Many important and self-organized FOSS projects are not legal entities; however some have annual budgets managed by fiscal hosts. We aim to host metadata for these entities to enable comparisons across the FOSS ecosystem.
Entity Modeling
“Foundations” here are defined as legal non-profit entities: either a 501C3/C6 in the US, or a registered charity in various other countries. That enables tracking and comparisons of governance, finances, and other organizational factors that are legally required. Non-foundation entities may also have governance and a budget, but have different kinds of constraints than legal entities.
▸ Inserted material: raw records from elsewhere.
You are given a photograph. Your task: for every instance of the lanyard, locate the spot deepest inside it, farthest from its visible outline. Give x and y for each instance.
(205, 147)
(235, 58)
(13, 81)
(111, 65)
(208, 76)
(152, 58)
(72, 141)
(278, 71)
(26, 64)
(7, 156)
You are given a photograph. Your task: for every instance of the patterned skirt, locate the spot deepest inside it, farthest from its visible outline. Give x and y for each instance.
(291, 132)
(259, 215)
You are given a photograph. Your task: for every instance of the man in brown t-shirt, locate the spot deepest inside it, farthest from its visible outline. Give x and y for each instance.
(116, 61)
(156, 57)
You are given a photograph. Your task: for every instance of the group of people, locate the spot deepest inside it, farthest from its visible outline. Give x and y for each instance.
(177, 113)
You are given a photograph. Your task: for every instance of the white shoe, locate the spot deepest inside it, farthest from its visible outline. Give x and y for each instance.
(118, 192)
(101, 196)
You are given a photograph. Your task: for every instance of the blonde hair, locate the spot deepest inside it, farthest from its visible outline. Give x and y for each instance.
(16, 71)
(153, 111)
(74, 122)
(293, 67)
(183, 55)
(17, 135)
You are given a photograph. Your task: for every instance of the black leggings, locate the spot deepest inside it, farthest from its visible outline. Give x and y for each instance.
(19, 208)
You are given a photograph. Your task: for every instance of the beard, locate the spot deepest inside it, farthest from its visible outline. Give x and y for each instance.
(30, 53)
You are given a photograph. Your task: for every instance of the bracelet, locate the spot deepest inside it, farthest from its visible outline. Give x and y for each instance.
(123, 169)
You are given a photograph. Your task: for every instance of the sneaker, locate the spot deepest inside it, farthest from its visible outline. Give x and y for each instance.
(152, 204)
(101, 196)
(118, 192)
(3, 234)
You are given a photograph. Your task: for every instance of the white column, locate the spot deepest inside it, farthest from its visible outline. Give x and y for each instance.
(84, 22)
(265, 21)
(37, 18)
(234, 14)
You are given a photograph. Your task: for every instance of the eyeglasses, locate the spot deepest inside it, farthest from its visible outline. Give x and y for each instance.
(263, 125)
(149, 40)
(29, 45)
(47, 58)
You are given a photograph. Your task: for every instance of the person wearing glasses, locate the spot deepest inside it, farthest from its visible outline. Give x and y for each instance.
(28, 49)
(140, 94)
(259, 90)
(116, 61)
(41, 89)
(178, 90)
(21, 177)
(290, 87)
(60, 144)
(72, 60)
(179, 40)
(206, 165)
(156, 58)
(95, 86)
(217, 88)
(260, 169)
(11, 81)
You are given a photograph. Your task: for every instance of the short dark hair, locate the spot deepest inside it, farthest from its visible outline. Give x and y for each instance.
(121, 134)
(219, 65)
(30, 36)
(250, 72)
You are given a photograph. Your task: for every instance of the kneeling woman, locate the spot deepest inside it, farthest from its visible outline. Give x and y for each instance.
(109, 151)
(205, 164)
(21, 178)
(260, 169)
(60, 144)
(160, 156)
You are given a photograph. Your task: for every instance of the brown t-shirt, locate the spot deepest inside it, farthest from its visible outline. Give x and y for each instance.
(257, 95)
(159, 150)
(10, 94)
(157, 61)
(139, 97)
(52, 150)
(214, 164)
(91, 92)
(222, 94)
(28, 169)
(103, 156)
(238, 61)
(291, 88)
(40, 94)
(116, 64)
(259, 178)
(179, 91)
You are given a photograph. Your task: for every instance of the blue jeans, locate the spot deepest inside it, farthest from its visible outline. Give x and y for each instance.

Work in progress.
- identifier: similar to foundations, name of the file, for easy lookups to sponsorship models
- commonName, description, and other common metadata about a project
- various practical policy links that apply to the project (trademarks, code of conduct, etc.)
- fiscalHost: what other entity handles finances for the project
- parentOrganization: if the entity specifically ties governance to a parent foundation - much like Linux Foundation projects inherit various internal controls. c6 organizations likely have fiscalHost = parentOrganization. c3 organizations may not: for example, SPI and Open Source Collective acts as fiscal hosts, but don’t really restrict governance of the project itself.
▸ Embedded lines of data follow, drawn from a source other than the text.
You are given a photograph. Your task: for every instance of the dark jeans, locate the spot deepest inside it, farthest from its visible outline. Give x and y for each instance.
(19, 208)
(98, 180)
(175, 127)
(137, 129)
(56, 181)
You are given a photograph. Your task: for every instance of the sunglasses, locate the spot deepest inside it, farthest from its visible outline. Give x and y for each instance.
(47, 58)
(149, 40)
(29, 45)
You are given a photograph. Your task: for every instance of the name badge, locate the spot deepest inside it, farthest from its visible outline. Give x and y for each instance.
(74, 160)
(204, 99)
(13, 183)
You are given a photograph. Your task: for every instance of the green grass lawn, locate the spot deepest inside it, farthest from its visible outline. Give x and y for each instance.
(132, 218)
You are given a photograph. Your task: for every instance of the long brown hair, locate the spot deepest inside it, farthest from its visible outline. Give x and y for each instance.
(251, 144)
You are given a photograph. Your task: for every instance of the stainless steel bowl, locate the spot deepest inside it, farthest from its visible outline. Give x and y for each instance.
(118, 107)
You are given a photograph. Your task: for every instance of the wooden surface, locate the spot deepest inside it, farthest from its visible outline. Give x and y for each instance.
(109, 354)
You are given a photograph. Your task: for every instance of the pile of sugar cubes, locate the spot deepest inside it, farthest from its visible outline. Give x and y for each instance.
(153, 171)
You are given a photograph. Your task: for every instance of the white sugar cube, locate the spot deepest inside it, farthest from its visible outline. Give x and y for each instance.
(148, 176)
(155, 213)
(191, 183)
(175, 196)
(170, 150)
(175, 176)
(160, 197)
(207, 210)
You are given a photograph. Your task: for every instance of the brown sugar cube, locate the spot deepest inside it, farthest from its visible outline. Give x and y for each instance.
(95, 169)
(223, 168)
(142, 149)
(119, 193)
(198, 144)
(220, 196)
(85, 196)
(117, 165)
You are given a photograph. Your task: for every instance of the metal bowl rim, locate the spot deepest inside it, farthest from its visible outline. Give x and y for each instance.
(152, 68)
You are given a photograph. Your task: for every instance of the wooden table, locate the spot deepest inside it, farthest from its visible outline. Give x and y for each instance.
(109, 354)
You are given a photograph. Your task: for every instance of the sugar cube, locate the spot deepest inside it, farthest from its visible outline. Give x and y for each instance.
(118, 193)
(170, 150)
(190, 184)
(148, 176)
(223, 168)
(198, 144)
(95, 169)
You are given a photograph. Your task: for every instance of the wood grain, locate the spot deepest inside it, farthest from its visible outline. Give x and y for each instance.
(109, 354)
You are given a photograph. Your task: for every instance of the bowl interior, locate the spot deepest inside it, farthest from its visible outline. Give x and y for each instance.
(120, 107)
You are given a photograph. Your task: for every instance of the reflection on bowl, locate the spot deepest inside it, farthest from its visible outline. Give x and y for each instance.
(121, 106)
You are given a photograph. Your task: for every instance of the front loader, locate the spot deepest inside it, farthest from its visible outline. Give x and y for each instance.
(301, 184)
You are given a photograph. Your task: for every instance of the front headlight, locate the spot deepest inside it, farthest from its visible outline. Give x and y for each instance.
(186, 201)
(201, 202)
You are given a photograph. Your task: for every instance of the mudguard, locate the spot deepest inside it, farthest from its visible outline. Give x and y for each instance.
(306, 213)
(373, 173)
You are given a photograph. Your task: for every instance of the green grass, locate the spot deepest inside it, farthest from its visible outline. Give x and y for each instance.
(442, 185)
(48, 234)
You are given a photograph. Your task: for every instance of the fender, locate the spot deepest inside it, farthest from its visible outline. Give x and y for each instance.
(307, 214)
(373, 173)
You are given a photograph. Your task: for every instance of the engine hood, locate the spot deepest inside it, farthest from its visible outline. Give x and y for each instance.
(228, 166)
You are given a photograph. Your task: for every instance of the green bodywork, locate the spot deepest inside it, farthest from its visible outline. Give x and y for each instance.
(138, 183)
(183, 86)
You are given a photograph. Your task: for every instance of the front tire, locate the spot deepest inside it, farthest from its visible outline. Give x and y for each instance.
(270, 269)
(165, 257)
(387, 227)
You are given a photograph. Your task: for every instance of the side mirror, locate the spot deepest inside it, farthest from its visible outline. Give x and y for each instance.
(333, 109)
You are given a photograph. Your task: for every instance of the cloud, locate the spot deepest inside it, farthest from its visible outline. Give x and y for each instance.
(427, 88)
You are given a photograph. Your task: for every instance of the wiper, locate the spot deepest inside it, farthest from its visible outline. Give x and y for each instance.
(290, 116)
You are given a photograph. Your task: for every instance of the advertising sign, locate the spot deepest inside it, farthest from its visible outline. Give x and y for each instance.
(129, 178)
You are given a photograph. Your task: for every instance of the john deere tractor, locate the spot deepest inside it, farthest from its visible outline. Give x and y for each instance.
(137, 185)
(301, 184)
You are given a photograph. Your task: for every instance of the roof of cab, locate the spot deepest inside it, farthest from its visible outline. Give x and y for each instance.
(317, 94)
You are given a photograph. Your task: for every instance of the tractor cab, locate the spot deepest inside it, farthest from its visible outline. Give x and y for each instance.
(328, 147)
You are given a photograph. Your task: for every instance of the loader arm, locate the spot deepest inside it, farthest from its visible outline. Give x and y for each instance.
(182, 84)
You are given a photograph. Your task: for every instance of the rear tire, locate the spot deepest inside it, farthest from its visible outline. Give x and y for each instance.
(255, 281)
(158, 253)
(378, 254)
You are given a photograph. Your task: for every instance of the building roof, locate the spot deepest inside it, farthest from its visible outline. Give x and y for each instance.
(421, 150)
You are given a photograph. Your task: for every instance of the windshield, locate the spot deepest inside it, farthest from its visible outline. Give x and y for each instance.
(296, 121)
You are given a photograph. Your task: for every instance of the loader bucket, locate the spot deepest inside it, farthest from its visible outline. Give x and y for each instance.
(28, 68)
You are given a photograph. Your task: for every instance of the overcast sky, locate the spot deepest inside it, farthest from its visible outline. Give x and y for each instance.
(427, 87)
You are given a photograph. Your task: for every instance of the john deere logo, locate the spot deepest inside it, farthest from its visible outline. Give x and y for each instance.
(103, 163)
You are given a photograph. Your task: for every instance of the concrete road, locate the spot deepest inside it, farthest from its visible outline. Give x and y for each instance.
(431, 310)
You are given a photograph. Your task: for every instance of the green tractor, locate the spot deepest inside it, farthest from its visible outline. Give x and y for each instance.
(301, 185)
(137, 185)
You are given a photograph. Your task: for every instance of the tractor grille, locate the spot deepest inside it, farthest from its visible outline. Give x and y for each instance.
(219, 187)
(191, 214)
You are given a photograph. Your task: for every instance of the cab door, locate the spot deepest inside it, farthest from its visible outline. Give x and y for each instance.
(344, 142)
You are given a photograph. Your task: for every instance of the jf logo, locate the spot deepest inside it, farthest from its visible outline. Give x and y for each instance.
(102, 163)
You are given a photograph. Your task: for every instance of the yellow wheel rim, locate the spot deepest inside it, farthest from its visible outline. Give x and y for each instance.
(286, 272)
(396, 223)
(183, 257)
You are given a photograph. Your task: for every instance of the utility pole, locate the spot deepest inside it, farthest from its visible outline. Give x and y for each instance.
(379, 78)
Roadmap / Contributions Wanted
Modeling entities is important to track key parts of the FOSS ecosystem that aren’t legal corporations. This includes the CNCF as well as Debian.
- Building minimal required model.
- Gather and validate any entities we want to compare (see list of sponsorships to start).
- Ensure tooling can properly compare/categorize any finance reports we build across legal entities vs. project entities.